Tuesday, March 29, 2016

There are many things I do not understand, but among them is why Kylie Jenner is turning into Michael Jackson?

58-year-old comedian, Jon Lovitz, is engaged to 27-year-old actress, Jessica Lowndes. He claims he won her over with his sense of humor. Yeah, that’s it. That’s the ticket. 

The National Arboretum in Washington is asking social media to name their two baby bald eagles. So far the leading contenders are Eagley McEagleface and Damn Daniel. 

Donald Trump dodged a question about how he would deal with ISIS. Trump can’t worry about ISIS. He’s too scared of Megyn Kelly from “Fox News.”

A biography claims Kris Jenner helped her daughter, Kim Kardashian, leak her 2003 sex tape. How Kris was snubbed for 2003 Mother-of-the-year I will never know. 

Kris coined the term combining mom and manager, momager. She just coined a new term: Mimp. 

A Pennsylvania woman was charged with fraud for practicing law for ten years without a law degree or taking the bar exam. They became suspicious when they asked for her credentials and she said she has won three J.D. Powers and Associates Awards.

She lied, she deceived, she falsified information. In short, she is a great lawyer. 

A biography claims Kris Jenner helped her daughter, Kim Kardashian, leak her 2003 sex tape. It also allowed Kim to earn her Girl Scout “Shameless Slut” Merit Badge. 

Geraldo Rivera got dressed as Donald Trump on “Dancing with the Stars” and was kicked off. Rivera’s dancing was OK, but that thing on his head was off-beat. 

Donald Trump’s campaign manager, Corey Lewandowsky, was charged with battery in Florida for grabbing and yanking a reporter. This is serious. Normally in Florida you’re not charged with battery unless you shock someone with a car battery.

In an interview with “Fox News” former QB, Tim Tebow, said he would find running for office intriguing. In fact, Tebow threw his hat into the political ring, but it was intercepted and returned for a touchdown. 

Since you asked:

Anyone who thinks Donald Trump can run a country needs to see the ESPN “30 For 30” episode titled “Small Potatoes: Who Killed the USFL?” It shows how singlehandedly Trump destroyed the USFL that, while probably never eclipsing the NFL, could have been a successful spring football league at the revenue level of NHL hockey or MLS soccer.

Trump’s huge publicity-whore ego and his ham-fisted ineptness (ironically due to his tiny hands) and angry litigiousness not only destroyed his team, but the entire league.
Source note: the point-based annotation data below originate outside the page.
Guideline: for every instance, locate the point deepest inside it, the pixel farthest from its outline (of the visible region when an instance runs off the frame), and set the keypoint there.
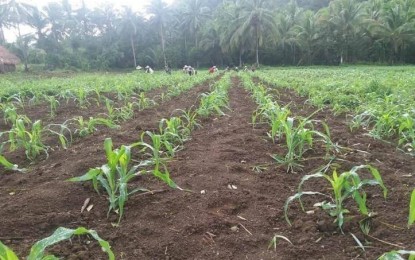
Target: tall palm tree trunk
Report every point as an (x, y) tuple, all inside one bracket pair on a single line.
[(133, 49), (2, 39), (163, 44), (257, 48)]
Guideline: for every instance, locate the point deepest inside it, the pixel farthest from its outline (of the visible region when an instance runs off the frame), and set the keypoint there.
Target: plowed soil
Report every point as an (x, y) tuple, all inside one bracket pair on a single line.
[(229, 211)]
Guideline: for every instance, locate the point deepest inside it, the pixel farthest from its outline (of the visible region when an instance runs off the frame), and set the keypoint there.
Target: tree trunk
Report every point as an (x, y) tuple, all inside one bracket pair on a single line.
[(240, 57), (2, 39), (162, 44), (133, 49), (257, 49)]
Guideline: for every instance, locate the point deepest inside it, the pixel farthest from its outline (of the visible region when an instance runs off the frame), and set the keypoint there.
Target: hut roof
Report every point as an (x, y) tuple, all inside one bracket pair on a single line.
[(8, 57)]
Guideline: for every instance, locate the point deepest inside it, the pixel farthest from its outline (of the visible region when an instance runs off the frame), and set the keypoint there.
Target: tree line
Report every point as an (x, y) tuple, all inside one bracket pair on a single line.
[(213, 32)]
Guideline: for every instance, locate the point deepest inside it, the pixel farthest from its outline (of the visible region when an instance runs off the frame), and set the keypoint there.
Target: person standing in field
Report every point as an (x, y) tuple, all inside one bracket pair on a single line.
[(213, 69), (2, 65)]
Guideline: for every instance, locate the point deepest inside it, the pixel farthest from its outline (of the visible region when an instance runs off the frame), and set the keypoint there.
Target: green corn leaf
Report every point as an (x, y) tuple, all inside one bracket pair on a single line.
[(397, 255), (6, 253), (38, 249), (411, 219)]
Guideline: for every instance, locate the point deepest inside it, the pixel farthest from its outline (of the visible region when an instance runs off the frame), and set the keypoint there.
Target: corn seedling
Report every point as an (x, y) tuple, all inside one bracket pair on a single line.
[(411, 218), (37, 252), (9, 113), (126, 112), (16, 99), (189, 120), (113, 177), (172, 130), (30, 140), (407, 133), (53, 105), (144, 102), (81, 97), (62, 133), (156, 147), (346, 185)]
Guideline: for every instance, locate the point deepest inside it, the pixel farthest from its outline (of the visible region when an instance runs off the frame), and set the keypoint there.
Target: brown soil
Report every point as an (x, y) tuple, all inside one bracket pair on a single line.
[(211, 221)]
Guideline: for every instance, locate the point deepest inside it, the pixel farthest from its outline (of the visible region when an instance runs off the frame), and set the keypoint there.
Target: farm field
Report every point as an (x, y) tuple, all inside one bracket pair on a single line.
[(231, 169)]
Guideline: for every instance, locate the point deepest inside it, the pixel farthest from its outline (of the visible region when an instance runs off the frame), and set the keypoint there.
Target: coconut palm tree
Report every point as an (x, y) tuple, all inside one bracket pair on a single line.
[(308, 36), (256, 21), (128, 25), (397, 28), (193, 16), (159, 17), (345, 19)]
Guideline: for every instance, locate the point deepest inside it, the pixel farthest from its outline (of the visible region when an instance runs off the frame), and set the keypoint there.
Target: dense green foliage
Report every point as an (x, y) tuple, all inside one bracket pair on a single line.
[(207, 32), (377, 99)]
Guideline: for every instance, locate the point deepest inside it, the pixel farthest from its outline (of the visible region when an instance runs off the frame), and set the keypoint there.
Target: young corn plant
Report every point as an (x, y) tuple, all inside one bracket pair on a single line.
[(189, 120), (144, 102), (53, 105), (62, 131), (113, 177), (155, 149), (407, 133), (172, 130), (125, 112), (345, 186), (9, 113), (37, 252), (81, 97), (30, 140), (299, 138)]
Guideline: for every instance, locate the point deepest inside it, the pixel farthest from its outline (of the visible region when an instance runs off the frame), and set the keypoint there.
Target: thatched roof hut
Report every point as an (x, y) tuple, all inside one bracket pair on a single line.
[(8, 60)]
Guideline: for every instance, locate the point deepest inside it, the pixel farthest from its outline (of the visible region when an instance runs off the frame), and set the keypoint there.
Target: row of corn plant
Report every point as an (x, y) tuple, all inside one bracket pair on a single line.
[(379, 101), (299, 134), (153, 151), (29, 136), (31, 140)]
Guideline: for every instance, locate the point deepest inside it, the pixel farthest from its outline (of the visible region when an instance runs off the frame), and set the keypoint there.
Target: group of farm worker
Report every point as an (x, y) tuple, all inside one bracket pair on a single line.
[(192, 71)]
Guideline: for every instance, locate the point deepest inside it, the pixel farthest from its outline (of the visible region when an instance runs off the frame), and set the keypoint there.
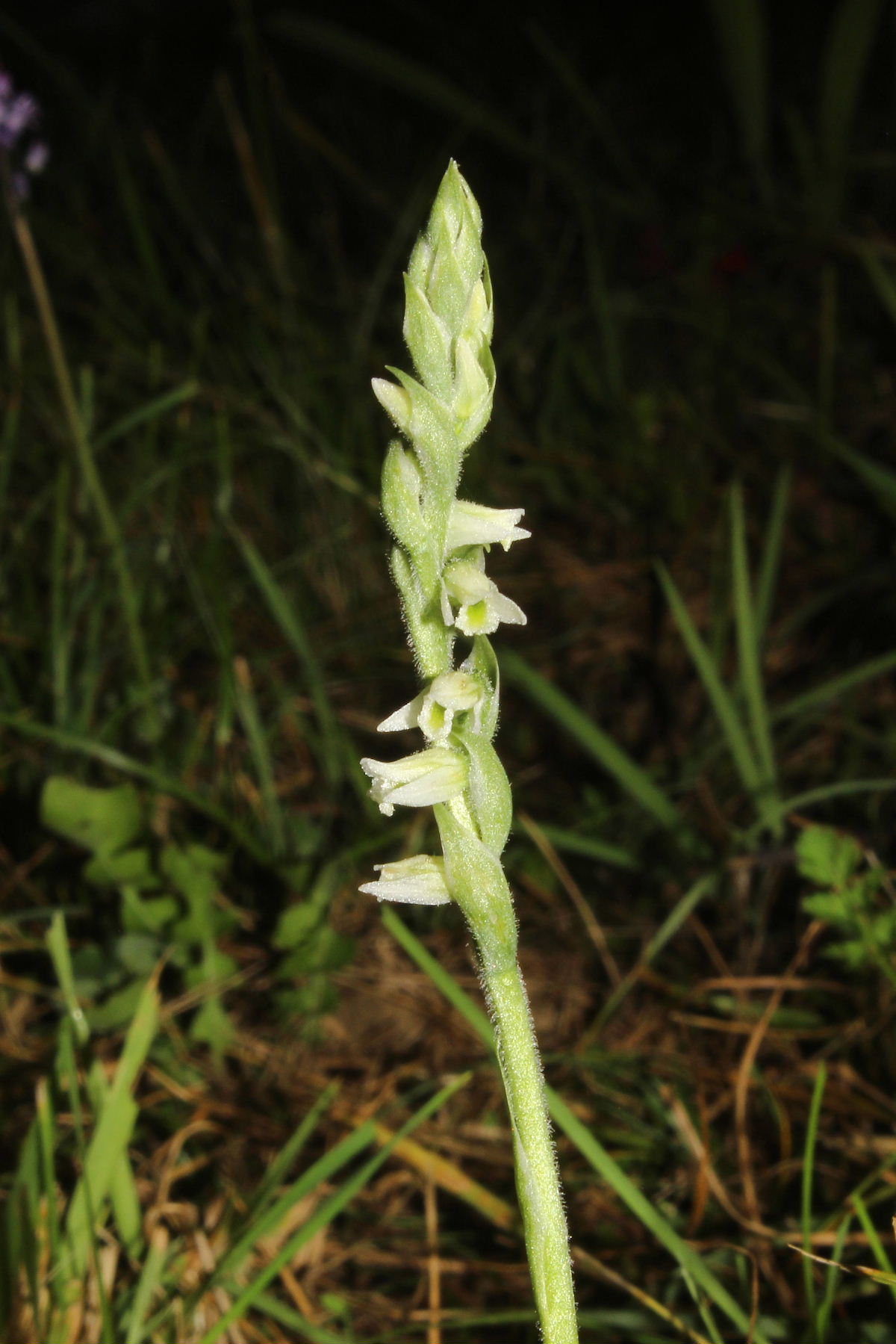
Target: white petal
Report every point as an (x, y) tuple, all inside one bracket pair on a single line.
[(420, 882), (403, 718), (415, 781), (474, 524), (507, 610), (455, 691)]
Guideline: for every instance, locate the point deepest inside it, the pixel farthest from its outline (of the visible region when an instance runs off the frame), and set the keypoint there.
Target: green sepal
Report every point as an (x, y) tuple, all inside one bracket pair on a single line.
[(428, 634), (476, 881), (488, 790), (433, 430), (401, 501), (429, 341), (452, 274)]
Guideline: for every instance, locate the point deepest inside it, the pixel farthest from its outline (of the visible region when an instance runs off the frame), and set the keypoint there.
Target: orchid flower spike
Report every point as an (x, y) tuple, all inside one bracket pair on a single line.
[(438, 565)]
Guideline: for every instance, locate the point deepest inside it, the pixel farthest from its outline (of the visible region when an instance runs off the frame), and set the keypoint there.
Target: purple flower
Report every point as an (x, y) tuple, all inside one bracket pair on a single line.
[(20, 152)]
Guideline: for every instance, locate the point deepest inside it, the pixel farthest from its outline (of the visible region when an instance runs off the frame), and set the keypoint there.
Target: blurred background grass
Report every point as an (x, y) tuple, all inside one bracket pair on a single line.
[(688, 215)]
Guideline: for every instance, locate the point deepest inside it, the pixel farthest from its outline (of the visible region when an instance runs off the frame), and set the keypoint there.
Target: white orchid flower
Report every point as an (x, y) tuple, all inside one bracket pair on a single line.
[(481, 607), (417, 781), (417, 882), (433, 710), (474, 524)]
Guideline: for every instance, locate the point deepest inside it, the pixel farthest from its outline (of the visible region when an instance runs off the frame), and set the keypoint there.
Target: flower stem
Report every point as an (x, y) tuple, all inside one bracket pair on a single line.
[(536, 1170)]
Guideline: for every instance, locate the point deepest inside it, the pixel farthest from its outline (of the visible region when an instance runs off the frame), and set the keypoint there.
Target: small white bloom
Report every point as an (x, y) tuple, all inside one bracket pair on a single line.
[(474, 524), (415, 781), (433, 710), (481, 607), (417, 882)]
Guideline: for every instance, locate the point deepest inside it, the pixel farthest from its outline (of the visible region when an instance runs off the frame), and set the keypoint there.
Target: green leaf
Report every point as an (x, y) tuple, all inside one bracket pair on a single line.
[(101, 820), (489, 789), (132, 867), (828, 856)]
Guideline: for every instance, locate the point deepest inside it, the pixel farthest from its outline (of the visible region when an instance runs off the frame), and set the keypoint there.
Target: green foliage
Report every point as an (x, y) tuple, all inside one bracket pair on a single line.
[(169, 908), (857, 901)]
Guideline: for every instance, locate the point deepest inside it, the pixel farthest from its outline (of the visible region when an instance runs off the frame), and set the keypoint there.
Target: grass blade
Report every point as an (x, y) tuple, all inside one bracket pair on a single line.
[(770, 563), (327, 1213), (299, 640), (741, 30), (748, 648), (847, 52), (719, 696), (585, 1142), (837, 686), (147, 1285), (595, 742), (809, 1162), (143, 414)]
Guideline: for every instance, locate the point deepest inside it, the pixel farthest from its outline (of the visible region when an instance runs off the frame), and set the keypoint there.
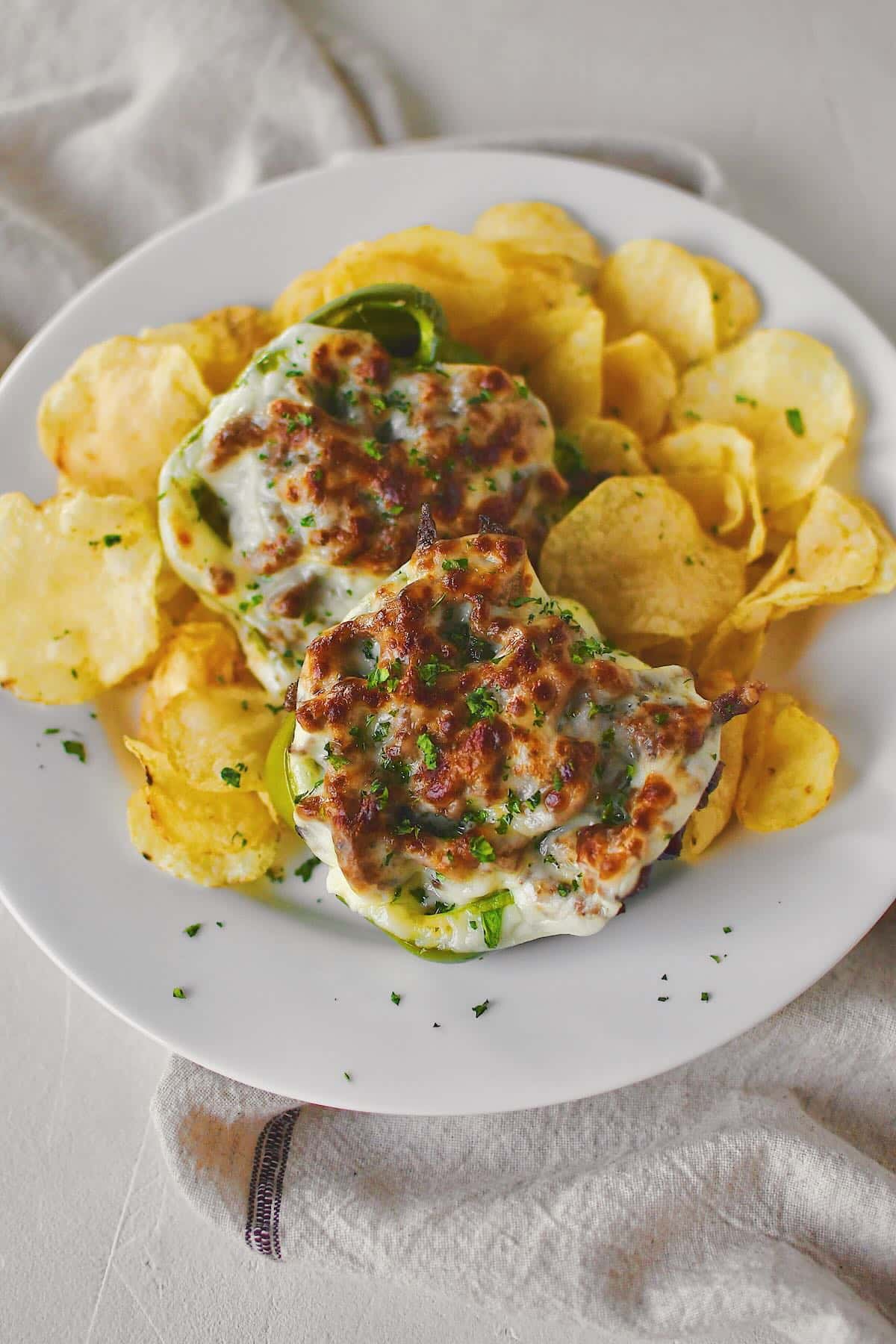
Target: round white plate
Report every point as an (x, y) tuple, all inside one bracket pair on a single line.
[(290, 995)]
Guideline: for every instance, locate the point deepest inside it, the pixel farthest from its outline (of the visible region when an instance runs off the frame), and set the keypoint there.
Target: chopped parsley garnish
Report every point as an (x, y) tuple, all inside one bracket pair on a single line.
[(590, 648), (432, 668), (481, 703), (428, 750), (795, 421)]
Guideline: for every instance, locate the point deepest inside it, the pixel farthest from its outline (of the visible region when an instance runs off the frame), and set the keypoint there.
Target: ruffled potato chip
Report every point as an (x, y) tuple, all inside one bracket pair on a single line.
[(638, 383), (464, 273), (568, 376), (709, 821), (199, 655), (113, 418), (220, 343), (539, 228), (78, 594), (218, 738), (301, 297), (841, 553), (735, 302), (707, 452), (655, 287), (788, 766), (635, 554), (785, 391), (214, 839)]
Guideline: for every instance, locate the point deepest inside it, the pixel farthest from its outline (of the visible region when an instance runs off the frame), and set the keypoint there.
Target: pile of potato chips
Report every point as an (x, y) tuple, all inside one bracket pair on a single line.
[(709, 519)]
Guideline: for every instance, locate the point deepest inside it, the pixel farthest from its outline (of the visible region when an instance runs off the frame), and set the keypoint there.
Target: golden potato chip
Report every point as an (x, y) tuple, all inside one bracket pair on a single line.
[(606, 447), (568, 376), (220, 343), (635, 554), (213, 839), (520, 339), (731, 648), (638, 383), (734, 299), (836, 556), (711, 820), (464, 275), (113, 418), (655, 287), (301, 297), (199, 655), (78, 594), (716, 450), (539, 228), (785, 391), (220, 737), (788, 766)]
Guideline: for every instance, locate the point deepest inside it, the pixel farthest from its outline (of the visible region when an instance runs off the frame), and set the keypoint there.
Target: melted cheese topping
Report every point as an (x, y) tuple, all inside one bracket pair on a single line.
[(477, 766), (302, 488)]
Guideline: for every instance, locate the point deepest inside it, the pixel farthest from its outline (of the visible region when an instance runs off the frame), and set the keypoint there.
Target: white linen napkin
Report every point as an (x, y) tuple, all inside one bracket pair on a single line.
[(750, 1194)]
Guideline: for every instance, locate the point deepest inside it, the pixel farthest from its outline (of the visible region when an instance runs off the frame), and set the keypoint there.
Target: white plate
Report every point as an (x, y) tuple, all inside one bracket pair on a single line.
[(292, 998)]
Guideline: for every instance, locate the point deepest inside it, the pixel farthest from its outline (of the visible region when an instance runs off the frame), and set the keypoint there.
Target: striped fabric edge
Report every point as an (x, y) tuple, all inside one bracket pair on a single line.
[(267, 1183)]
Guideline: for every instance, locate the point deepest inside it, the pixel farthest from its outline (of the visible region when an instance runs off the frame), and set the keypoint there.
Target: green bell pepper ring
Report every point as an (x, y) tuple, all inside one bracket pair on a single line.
[(408, 322), (281, 791)]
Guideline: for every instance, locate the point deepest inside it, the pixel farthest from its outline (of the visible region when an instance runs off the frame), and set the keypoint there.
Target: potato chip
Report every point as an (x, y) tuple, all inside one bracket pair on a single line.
[(220, 343), (199, 655), (535, 226), (836, 556), (638, 383), (788, 766), (78, 594), (465, 275), (712, 819), (716, 450), (657, 288), (731, 648), (635, 554), (213, 839), (520, 339), (608, 447), (220, 737), (113, 418), (301, 297), (568, 376), (785, 391), (734, 299)]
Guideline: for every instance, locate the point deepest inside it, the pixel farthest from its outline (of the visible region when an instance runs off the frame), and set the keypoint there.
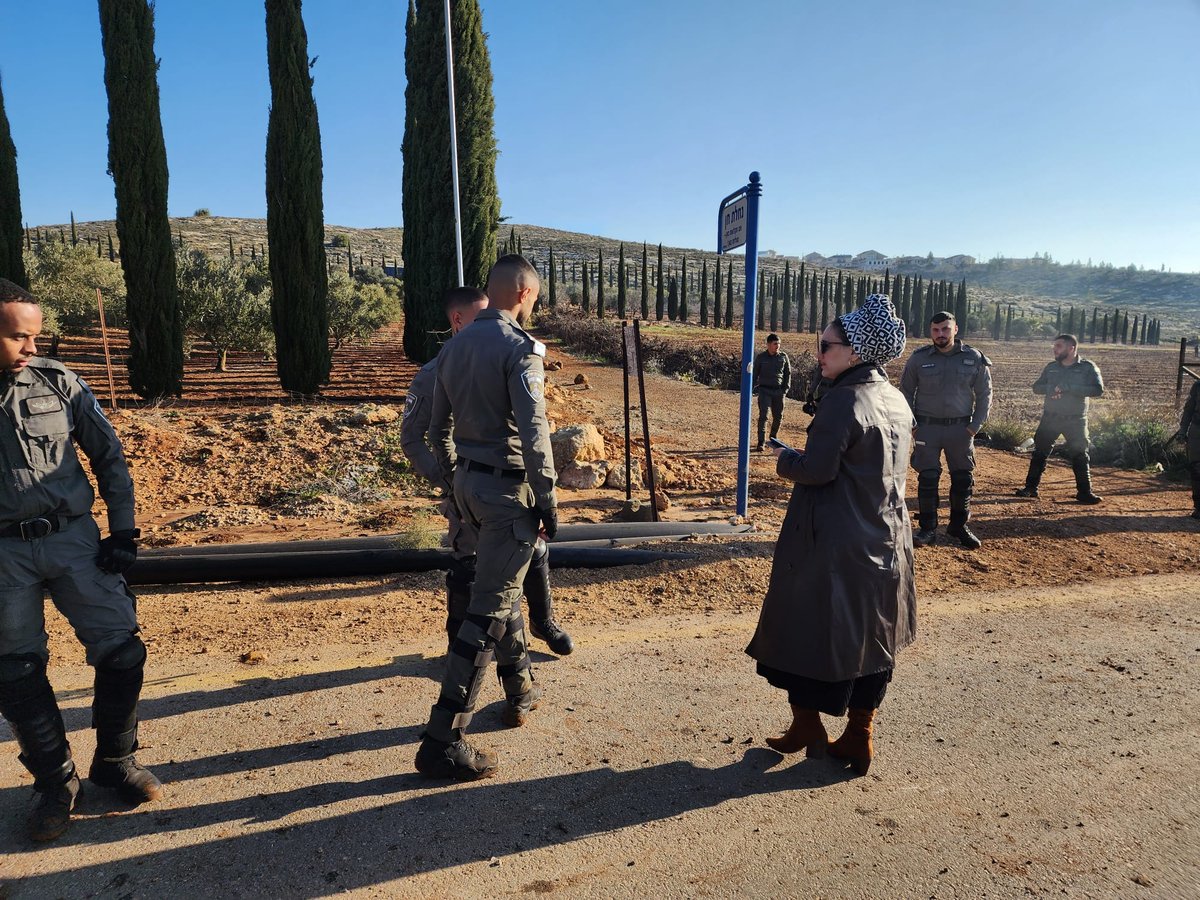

He forced them to play in the Fall, he forced them to sue the NFL and then he walked away when it failed because of those two idiotic moves. 

Clearly Trump was clumsily and selfishly expecting the NFL to give him a team. The Pope would give Madonna a convent before the NFL would give a tacky sleaze-ball like Trump a team. 

So, for those keeping track, Trump’s business failures include four casinos, a pro football team, a brand of vodka and a line of steaks. Trump failed at selling football, gambling, booze and eating meat to Americans. 

And Trump is leading because he is such a great businessman.